Алекс довел до места свою партнершу Джину Маттео.

— Уверен, что ты не будешь возражать, — сказал он. — Я говорю о танце перед ужином.

— У меня есть свои планы, Алекс. Надеюсь, ты не думаешь, что я пришла на бал только ради тебя? — Рассмеявшись, она ушла.

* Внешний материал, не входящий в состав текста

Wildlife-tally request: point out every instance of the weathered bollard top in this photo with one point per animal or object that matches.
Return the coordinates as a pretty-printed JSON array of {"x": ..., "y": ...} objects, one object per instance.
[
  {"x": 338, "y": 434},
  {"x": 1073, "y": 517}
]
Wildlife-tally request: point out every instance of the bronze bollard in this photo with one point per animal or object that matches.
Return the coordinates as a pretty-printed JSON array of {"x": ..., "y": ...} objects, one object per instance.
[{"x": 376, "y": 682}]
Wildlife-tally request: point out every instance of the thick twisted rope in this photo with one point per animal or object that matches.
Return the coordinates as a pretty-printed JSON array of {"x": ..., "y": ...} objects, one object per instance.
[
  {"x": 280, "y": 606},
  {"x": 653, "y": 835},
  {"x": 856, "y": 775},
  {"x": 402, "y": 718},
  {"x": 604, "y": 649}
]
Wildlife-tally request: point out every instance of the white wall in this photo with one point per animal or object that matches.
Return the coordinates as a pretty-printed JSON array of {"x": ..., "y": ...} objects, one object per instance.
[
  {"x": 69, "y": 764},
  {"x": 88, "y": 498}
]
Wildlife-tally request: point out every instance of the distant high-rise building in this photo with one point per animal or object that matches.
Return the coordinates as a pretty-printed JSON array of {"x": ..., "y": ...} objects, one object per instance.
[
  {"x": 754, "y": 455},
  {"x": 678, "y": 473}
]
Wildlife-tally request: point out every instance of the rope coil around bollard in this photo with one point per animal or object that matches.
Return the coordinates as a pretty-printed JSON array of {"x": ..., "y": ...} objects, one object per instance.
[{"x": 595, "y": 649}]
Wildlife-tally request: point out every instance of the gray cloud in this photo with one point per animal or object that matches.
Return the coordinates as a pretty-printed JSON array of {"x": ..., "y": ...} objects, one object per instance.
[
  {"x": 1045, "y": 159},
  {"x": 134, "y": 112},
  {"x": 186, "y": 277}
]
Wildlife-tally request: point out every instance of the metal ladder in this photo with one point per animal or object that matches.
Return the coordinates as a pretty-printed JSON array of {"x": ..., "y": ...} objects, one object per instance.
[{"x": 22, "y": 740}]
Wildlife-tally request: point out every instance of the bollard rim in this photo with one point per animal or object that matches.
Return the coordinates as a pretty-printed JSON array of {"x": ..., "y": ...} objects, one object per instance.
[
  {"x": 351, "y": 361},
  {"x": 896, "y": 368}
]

Алекс оглядел зал в поисках Ханичайл и заметил ее около двери. Музыка уже играла, когда он, проталкиваясь сквозь толпу, направился к ней. Ее взгляд беспокойно скользил по залу. Но когда она его увидела, на ее лице отразилась радость.

— Я думала, ты забыл обо мне, — сказала она, шагнув ему навстречу.

— Конечно, нет, — вежливо ответил Алекс, подумав при этом, что никогда не забудет ее.

Оркестр играл популярную мелодию «Песня соловья в Беркли-сквер». Танцуя с Ханичайл, Алекс чувствовал, что она легкая как перышко.

— Мне кажется, что эта песня предназначается для меня, — сказал он, — так как я постоянно живу в гостинице «Беркли». Хотя мне только еще предстоит услышать песню соловья.

— Ты там живешь? — удивилась Ханичайл, так как гостиница располагалась в Мейфэре, недалеко от Маунтджой-Хауса. Она подумала, что проходила мимо сотни раз и даже не знала, что он там живет.

— Так же, как и в других местах. В Риме, Манхэттене. Но больше всего я люблю жить на своей яхте «Аталанте».

— Я помню, — сказала Ханичайл, так как Алекс много рассказывал ей о своей любимой яхте, когда она плыли на лайнере. — Я буду скучать, когда ты уплывешь на своей яхте, — сказала она, — или уедешь в другие места.

— Как ты можешь скучать обо мне? — спросил Алекс, рассмеявшись, хотя прекрасно понимал ее. — Мы с тобой едва знакомы.

— Но я все равно буду скучать, — ответила Ханичайл с грустью в голосе. — Ты знаешь обо мне больше всех других на свете. Хотя я тебе далеко не все рассказала.

— А почему?

— Потому что мне больно говорить об этом, — просто ответила она, содрогнувшись от мысли о Джеке и от всего того, что с ней произошло. — Когда-нибудь я расскажу тебе, — добавила Ханичайл, — а ты расскажешь мне все о себе. Откроешь все свои секреты.

— Возможно, — ответил уклончиво Алекс, понимая, что никогда не сможет этого сделать.

— Леди и джентльмены, ужин подан, — провозгласил Джонсон, когда музыка затихла.

Анжу заметила их, направляясь в комнату, где был накрыт ужин. Ханичайл держала Алекса за руку и улыбалась. Анжу почувствовала укол ревности, но решила, что Алекс не может заинтересоваться этой маленькой мисс Ханжой из Техаса. Когда Майкл Давенпорт взял ее под руку, она с благодарностью последовала за ним.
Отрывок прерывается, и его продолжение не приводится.